In the thousands of wartime documents and in private memos, such as found in Joseph Goebbels’ diaries, one does not find any proof that Adolph Hitler, Joseph Goebbels, Jacob Otto Dietrich (who served as the press chief of the Nazi regime) or any of their staffs, had the slightest doubts about what they wrote, or considered their antisemitic declarations as a cynical strategy to dupe the naïve and easily deceived public. However bright or astute these men were, they were so obsessed with their racial ideology, that it deeply distorted their perception of reality, Herf noted.

This fixation with destroying the Jewish people can be seen in Hitler’s Political Testament. In his last communication with the German people, written on April 29, 1945, at 4 a.m., just before he and his mistress Eva Braun committed suicide, Hitler avowed, “Above all I charge the leadership of the nation and their followers with the strict observance of the racial laws and with merciless resistance against the universal poisoners of all peoples, international Jewry.”

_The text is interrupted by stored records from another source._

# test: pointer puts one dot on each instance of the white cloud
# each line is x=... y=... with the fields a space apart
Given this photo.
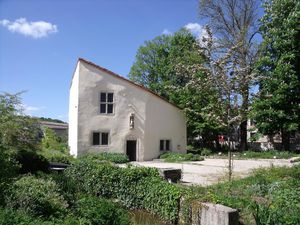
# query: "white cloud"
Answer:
x=196 y=29
x=30 y=109
x=38 y=29
x=166 y=32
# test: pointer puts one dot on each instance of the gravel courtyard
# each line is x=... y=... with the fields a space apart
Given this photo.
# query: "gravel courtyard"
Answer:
x=211 y=171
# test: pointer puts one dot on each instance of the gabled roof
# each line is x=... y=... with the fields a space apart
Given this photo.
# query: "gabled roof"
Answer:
x=124 y=79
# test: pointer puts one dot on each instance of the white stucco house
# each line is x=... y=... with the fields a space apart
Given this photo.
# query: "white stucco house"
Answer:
x=110 y=113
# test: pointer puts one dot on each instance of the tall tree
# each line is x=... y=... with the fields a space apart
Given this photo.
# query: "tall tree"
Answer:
x=277 y=107
x=17 y=131
x=234 y=23
x=172 y=67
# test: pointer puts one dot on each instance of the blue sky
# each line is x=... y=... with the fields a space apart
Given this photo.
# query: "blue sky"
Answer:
x=39 y=58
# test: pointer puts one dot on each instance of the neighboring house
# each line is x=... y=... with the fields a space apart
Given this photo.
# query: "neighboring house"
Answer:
x=61 y=129
x=258 y=141
x=110 y=113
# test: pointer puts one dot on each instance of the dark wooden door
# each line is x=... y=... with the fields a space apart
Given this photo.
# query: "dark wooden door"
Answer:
x=131 y=150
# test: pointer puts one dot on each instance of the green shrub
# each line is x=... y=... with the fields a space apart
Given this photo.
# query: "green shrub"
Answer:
x=31 y=162
x=19 y=217
x=206 y=152
x=36 y=196
x=135 y=188
x=107 y=156
x=8 y=169
x=99 y=211
x=269 y=196
x=179 y=157
x=57 y=156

Justification for Murdering Every Jewish Man, Woman and Child

The late German historian Helmet Krausnick added that in a speech on October 16, 1943, to the Reichsleiter (the second highest political rank of the Nazi Party, NSDAP, next only to Hitler’s office) and Gauleiter, regional Nazi party leaders, about the necessity of murdering every Jewish woman and child, Heinrich Himmler, head of the SS, said that he would not have been “justified in getting rid of the men—in having them put to death, in other words—only to allow their children to grow up to avenge themselves on our sons and grandsons. We have to make up our minds, hard though it may be, that this race must be wiped off the face of the earth.”

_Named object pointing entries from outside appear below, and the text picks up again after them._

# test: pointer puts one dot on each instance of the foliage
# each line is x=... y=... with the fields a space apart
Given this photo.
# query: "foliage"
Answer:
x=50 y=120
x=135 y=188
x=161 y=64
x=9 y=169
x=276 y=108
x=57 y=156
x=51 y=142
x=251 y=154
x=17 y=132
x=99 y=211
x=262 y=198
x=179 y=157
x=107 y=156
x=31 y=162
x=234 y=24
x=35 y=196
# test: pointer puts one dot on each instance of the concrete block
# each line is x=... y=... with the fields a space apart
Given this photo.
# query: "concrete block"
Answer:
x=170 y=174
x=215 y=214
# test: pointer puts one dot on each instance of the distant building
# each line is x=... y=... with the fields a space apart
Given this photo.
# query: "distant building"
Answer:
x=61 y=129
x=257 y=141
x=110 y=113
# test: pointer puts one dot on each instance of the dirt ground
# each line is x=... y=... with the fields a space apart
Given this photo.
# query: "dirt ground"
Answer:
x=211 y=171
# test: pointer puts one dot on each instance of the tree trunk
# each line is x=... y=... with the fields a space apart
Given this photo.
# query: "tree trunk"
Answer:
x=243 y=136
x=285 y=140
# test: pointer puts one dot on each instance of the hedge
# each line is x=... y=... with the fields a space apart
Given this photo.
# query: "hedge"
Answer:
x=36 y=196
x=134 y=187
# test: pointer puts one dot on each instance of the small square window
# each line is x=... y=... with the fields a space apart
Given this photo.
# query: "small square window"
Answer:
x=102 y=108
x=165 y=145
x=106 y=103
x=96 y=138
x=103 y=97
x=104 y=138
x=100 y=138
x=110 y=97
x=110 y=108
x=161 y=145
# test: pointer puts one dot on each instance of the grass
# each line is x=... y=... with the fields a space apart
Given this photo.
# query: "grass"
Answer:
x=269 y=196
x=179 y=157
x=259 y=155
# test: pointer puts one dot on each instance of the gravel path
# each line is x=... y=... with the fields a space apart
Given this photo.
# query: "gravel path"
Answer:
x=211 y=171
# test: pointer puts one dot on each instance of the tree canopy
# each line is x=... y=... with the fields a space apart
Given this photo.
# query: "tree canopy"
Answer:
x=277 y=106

Whatever initial reservations there might have been about murdering Jewish women and children, which Himmler’s speech suggests, this hesitancy did not prevent the approximately 3,000 Kommandos of the Einsatzgruppen (four mobile killing units) from killing them as part of their mission to annihilate the Jews, Gypsies, communist officials, and anyone deemed an enemy of the Nazi regime in the eastern front. This area extended from Estonia in the north to the Crimea and the Caucasus in the south.

A Final Note

Political scientist Raul Hilberg observed that the uniqueness of the Shoah presented him with a challenge since “No literature could serve me as an example. The destruction of the Jews was an unprecedented occurrence, a primordial act that had not been imagined before it burst forth. The Germans had no model for their deed, and I did not have one for my narrative.”

Although he did not predict the Holocaust, Sigmund Freud understood how precarious life had become when in “Civilization and Its Discontents,” first published in 1930, he said, “The fateful question for the human species seems to me to be whether and to what extent their cultural development will succeed in mastering the disturbance of their communal life by the human instinct of aggression and self-destruction.” His concern was that “Men have gained control over the forces of nature to such an extent that with their help they would have no difficulty in exterminating one another to the last man. They know this, and hence comes a large part of their current unrest, their unhappiness and their mood of anxiety.”


Dr. Alex Grobman is senior resident scholar at the John C. Danforth Society and a member of the Council of Scholars for Peace in the Middle East (SPME).